Cinebiografia capricha no visual, mas peca na construção narrativa.

271
0
COMPARTILHE

Dirigido por Wagner de Assis (Nosso Lar), que também escreve o roteiro juntamente com L.G. Bayão (Irmã Dulce), Kardec é uma obra baseada no livro best-seller de Marcel Souto Maior, que conta a trajetória de transformação de Hippolyte Léon Denizard Rivail, então educador, filósofo, tradutor e discípulo de Pestalozzi em Allan Kardec, codificador, sistematizador e propagador da Doutrina Espírita. Depois de pesquisas severas e metódicas, ele buscou explicação científica para a compreensão do fenômeno das mesas girantes, tão famosas e epidêmicas na Europa de meados do século XIX. Rivail, passa então a estudar os fenômenos através de médiuns em diversos locais e por meio de perguntas idênticas, tabulou as respostas coincidentes o que levou a produção do Livro dos Espíritos e sua conversão ao que passou a ser chamado de Espiritismo.

Esperava-se desta cinebiografia conhecer as entranhas de Kardec, até porque, da maneira genérica como fomos apresentados a ele neste filme, bastava os documentários do YouTube. O que de certa forma causa estranheza, pois o diretor Wagner de Assis, que construiu o roteiro de Nosso Lar, vinha empregando uma forma grandiosa de contar a história, dando um ritmo sempre crescente à narrativa e envolvendo todos os personagens da trama de modo muito cativante.

O período compreendido como foco narrativo do filme apresenta-se disperso, pois nem se concentra nos fenômenos e na evolução dos estudos de Kardec, nem se fixa na resistência por parte da Igreja/Estado, o antagonista diante da propagação do Espiritismo. A trama oscila, sem realmente mostrar a transformação de Kardec, que se dá abruptamente e não dá ao ator Leonardo Medeiros (Kardec) oportunidade de explorar toda a potencialidade de um personagem tão complexo durante um período tão conturbado. Mesmo assim, Medeiros entrega um resultado muito bem construído do homem centrado e obstinado que era Kardec, além da boa química deste com a atriz Sandra Coverloni, que interpreta sua esposa Amélie Gabrielle Boudet. Longe do aspecto amoroso do casal, ela traz o lado de parceira de trabalho e incentivadora dessa nova doutrina que nasce. Ambos entregam um casal de afeto contido e distante, mas inteiramente jungidos a nível de pensamento e idéias.
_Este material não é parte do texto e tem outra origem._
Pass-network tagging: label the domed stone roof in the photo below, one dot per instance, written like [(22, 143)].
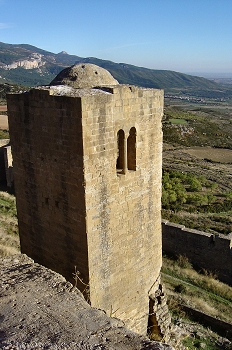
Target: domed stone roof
[(84, 76)]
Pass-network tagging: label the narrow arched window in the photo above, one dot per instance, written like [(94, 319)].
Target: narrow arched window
[(131, 149), (120, 165)]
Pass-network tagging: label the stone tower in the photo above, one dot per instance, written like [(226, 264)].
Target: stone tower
[(87, 157)]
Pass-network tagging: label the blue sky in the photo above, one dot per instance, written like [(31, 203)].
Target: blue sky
[(181, 35)]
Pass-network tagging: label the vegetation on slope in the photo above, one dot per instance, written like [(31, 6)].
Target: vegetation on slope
[(202, 291), (197, 166), (9, 239)]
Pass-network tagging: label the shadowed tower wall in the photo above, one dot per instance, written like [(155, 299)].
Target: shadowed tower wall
[(87, 167)]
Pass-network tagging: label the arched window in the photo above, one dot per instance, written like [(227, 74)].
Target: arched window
[(131, 149), (120, 165)]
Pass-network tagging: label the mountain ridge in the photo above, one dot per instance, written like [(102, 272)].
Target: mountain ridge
[(29, 65)]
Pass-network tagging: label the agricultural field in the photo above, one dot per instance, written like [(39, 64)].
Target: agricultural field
[(197, 166)]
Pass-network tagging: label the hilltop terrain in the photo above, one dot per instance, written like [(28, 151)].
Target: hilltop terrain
[(29, 66)]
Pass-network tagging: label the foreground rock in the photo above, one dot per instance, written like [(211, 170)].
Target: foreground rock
[(41, 310)]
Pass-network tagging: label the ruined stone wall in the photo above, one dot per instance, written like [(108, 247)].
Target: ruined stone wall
[(8, 160), (75, 208), (204, 250), (46, 137), (3, 144)]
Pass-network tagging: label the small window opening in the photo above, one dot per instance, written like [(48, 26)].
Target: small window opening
[(120, 165), (131, 149)]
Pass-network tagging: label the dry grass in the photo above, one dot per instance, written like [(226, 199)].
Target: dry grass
[(201, 291)]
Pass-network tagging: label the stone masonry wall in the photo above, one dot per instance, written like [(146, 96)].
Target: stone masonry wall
[(46, 137), (75, 208), (123, 210), (211, 252)]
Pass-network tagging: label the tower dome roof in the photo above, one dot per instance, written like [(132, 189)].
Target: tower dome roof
[(84, 76)]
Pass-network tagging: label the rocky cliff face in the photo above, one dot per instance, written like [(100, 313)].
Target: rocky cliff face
[(41, 310)]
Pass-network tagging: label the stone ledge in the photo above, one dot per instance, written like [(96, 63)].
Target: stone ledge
[(40, 309)]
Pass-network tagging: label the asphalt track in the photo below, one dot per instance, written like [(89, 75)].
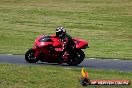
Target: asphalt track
[(106, 64)]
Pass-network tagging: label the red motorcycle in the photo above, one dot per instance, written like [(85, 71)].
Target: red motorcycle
[(48, 49)]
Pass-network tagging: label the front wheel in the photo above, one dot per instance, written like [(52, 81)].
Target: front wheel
[(29, 56), (77, 58)]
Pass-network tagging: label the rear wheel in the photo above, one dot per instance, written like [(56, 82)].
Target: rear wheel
[(29, 56), (77, 58)]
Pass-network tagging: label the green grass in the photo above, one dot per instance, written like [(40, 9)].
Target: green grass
[(106, 24), (21, 76)]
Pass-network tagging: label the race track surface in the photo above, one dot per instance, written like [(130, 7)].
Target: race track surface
[(106, 64)]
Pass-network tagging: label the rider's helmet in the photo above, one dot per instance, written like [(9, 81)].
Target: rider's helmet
[(60, 32)]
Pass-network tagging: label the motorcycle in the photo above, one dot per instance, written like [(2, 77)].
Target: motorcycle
[(49, 49)]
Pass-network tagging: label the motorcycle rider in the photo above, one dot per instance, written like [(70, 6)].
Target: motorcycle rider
[(66, 39)]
Kardec tem um ritmo quase arrastado, no qual os demais personagens apenas orbitam sem acrescentar à trama. No entanto, quando se trata de explorar os fenômenos, a contextualização dos mesmos e a sistematização (que deveriam ser o foco do filme), nota-se uma apresentação muito apressada destes fenômenos mediúnicos e dos próprios médiuns envolvidos no estudo, o que acaba não fornecendo estímulo visual para aqueles que pouco conhecem o Espiritismo, e estagnação para aqueles que conhecem e professam tal doutrina. O foco acaba por centrar-se na resistência ao surgimento do espiritismo, quando na verdade deveria nos trazer o Kardec que poucos conhecem. A antagonização estatal é uma consequência secundária.
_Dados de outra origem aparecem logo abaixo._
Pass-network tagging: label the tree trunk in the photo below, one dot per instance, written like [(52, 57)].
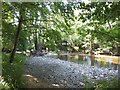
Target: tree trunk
[(16, 38)]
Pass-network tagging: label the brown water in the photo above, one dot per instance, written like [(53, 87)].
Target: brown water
[(110, 62)]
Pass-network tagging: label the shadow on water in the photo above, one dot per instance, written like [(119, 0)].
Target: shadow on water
[(97, 61)]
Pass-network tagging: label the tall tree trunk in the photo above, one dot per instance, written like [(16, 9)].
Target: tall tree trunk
[(16, 37)]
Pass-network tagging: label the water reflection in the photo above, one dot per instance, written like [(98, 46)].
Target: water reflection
[(91, 60)]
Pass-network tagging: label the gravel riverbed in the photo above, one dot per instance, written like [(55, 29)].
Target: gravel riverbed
[(65, 73)]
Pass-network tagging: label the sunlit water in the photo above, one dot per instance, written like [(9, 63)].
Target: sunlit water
[(110, 62)]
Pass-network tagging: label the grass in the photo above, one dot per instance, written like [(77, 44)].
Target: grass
[(12, 73)]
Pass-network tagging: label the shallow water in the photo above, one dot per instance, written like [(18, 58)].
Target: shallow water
[(110, 62)]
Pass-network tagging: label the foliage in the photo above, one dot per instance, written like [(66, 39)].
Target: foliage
[(12, 73)]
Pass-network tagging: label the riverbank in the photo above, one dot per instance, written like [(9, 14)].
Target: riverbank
[(61, 73)]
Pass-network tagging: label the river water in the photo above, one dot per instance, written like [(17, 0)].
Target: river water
[(110, 62)]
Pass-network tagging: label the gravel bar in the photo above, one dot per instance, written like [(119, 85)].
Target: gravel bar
[(65, 73)]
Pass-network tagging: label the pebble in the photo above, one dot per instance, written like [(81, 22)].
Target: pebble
[(67, 73)]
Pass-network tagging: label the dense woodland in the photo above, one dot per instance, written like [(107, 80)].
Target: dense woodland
[(37, 28)]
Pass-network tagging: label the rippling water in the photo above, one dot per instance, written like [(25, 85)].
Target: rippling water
[(110, 62)]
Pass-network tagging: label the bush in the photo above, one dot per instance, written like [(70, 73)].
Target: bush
[(13, 73)]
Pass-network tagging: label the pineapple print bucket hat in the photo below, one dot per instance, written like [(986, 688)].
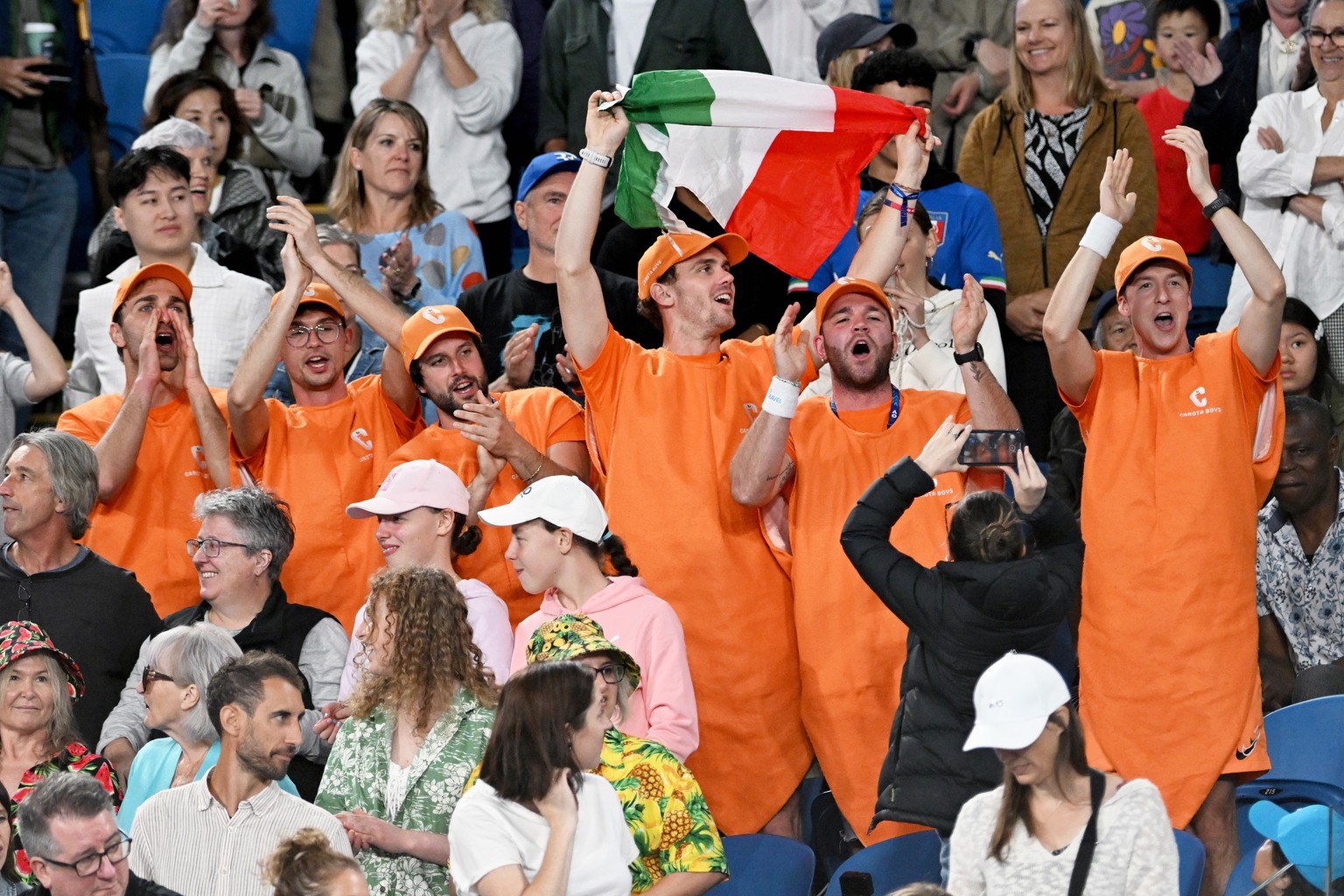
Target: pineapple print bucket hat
[(574, 635)]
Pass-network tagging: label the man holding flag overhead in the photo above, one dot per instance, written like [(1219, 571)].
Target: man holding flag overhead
[(663, 426)]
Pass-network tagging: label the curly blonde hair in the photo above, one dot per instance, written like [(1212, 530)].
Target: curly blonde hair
[(398, 15), (433, 654)]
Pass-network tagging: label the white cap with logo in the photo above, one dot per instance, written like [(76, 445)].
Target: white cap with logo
[(1013, 700), (561, 500)]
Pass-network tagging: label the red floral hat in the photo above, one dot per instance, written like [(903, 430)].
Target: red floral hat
[(19, 639)]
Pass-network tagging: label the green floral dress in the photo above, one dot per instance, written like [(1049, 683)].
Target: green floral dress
[(664, 810), (356, 778)]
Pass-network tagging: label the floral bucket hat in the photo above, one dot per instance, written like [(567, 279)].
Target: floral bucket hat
[(570, 637), (20, 639)]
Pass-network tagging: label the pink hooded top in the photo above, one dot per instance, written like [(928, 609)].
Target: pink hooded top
[(646, 626)]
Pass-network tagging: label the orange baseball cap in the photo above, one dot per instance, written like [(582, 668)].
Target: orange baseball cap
[(159, 270), (671, 248), (316, 294), (844, 286), (428, 324), (1144, 250)]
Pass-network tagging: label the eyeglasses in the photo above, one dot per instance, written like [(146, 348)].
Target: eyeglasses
[(327, 333), (211, 546), (152, 675), (89, 865), (612, 673), (1318, 37)]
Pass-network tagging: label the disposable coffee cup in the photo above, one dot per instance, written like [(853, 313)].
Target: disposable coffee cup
[(40, 38)]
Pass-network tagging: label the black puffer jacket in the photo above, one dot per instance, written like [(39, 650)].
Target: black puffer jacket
[(962, 615)]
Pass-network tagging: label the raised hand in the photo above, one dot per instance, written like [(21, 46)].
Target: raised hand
[(1028, 482), (605, 130), (290, 216), (790, 359), (1203, 67), (942, 449), (1115, 202), (1196, 161), (970, 316), (18, 77), (521, 356)]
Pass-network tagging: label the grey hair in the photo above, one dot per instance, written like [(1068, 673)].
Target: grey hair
[(178, 133), (336, 235), (74, 472), (261, 519), (191, 654), (62, 728), (65, 794)]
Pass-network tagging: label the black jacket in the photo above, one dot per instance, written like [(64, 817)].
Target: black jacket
[(962, 615), (94, 612)]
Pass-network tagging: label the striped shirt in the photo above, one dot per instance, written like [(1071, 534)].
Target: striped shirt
[(186, 840)]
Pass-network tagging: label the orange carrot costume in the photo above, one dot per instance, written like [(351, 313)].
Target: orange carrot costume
[(663, 430), (1180, 454)]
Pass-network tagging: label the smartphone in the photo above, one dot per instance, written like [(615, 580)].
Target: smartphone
[(990, 448), (857, 883)]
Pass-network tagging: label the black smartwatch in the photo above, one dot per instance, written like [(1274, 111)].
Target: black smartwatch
[(977, 354), (1223, 200)]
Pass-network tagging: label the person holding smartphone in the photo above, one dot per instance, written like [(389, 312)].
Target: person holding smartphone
[(993, 594)]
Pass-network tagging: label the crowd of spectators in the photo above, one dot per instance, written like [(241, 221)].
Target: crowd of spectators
[(533, 552)]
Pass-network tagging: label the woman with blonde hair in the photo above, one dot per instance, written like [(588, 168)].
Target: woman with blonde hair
[(410, 248), (461, 62), (306, 865), (420, 720), (1038, 152)]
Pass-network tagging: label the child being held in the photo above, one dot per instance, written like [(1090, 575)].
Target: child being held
[(1179, 214)]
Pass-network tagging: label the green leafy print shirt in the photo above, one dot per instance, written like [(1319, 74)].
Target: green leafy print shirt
[(356, 778), (664, 808)]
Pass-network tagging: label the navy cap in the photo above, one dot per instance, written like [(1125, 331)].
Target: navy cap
[(857, 30), (543, 167)]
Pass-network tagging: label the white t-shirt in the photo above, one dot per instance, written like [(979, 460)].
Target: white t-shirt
[(489, 832)]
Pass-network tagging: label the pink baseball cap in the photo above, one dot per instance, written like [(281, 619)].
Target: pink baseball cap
[(411, 485)]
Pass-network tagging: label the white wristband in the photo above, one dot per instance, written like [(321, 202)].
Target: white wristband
[(781, 399), (1101, 234)]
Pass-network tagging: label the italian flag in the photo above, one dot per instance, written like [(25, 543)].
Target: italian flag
[(773, 158)]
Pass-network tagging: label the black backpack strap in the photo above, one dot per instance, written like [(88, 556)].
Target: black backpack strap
[(1085, 850)]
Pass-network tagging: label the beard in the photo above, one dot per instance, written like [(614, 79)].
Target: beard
[(850, 373), (448, 402)]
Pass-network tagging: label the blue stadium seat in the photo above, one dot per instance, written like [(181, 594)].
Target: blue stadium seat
[(125, 25), (295, 29), (1191, 863), (894, 863), (766, 864), (124, 75), (1306, 765)]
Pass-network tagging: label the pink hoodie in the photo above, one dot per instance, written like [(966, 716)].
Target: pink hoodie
[(647, 627)]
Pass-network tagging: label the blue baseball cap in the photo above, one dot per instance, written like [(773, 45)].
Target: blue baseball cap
[(543, 167), (1309, 838)]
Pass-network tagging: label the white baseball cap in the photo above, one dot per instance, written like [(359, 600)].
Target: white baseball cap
[(413, 485), (1013, 700), (561, 500)]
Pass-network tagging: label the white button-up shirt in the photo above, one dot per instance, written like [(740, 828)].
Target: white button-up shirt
[(1309, 254), (187, 843)]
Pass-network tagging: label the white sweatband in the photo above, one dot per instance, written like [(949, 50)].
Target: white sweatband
[(781, 399), (1101, 234)]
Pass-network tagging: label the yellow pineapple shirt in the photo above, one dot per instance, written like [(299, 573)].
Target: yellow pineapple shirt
[(664, 810)]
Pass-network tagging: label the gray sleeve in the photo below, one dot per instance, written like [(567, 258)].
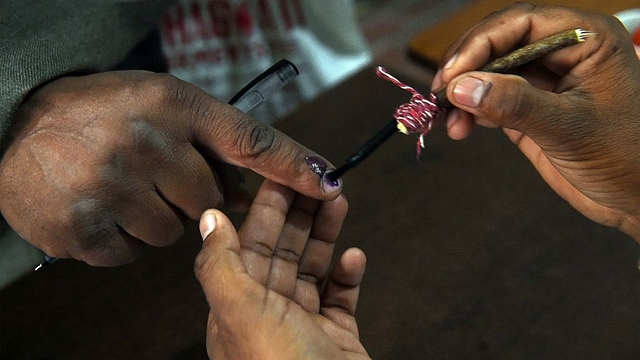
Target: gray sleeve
[(45, 39)]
A ambientação é bem construída, com uma bela fotografia, principalmente nas cenas externas. No entanto, nos momentos indoor, a escuridão domina a tela e tira a um pouco da beleza da construção de época. Apesar da grandiosidade dos planos externos, eles mostram ruas vazias, o que não condiz com o ambiente parisiense da época. Não se percebe a cidade como mais um personagem, mas mesmo assim, a direção de arte teve um cuidado estético muito grande, mantendo todo o filme coeso e apropriado à época. Os figurinos por Rô Nascimento são fiéis e muito bem executados, o que faz com que se mergulhe de fato no século em questão, apresentando um apuro impecável nas peças apresentadas em todos os personagens.
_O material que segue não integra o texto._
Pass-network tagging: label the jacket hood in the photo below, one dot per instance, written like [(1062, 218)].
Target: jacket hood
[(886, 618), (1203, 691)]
A história da forma como foi entregue ao público não mostrou inovação ao biografar a vida e obra de Allan Kardec. Deixou muitas lacunas a serem preenchidas, apesar da linearidade temporal ter sido respeitada. Não informa ou instiga o público iniciante ou curioso da doutrina, nem busca cativar aqueles que conhecem o personagem. É um filme ok na construção do conhecimento de Allan Kardec, mas a construção narrativa se afasta do sucesso que foi Nosso Lar.